The failings of the HMP Winchester have now become so apparent to those outside of its walls, it has now been branded as inhumane.

Both the inside and outside factors of this Prison have caused huge upset to both its inmates, their families and surrounding over lookers within the board. Reports released have seen that even with inmates leaving the Prison have ended up homeless in the last nine months of them leaving.

However, reports had mentioned that during lockdown, funds from the homeless prevention taskforce (HPT) were used to help reduce the number of prisoners released into homelessness. But this is still to proven as failings have now seen data show that 63% of released prisoners have been categorised as having no fixed abode (NFA).
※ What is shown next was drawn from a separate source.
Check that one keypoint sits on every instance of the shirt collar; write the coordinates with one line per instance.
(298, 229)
It has now been branded as unable to cope with the “underlying volatile atmosphere”.

The Category B and C Male Prison was originally built in the 1840’s. But now it is struggling with crumbling masonry surrounding it.

Parts of the Winchester Prison collapsed in earlier parts of the year The Independent Monitoring Board revealed.

Another incident became apparent when part of a wing remained closed after a lightning strike in August 2021 and inmates had damaged weak walls and windows

As well as this, reports claim that back in In July 2020, a large chunk of masonry, measuring approximately two to three feet long, fell from the roofline of the B wing, smashing onto the ground below it as it landed.

The Independent Monitoring Board’s (IMB) latest report on HMP Winchester has reported the high levels of violence within the Prison and and has claimed within their reports that the system is now failing to assist its inmates when they are released.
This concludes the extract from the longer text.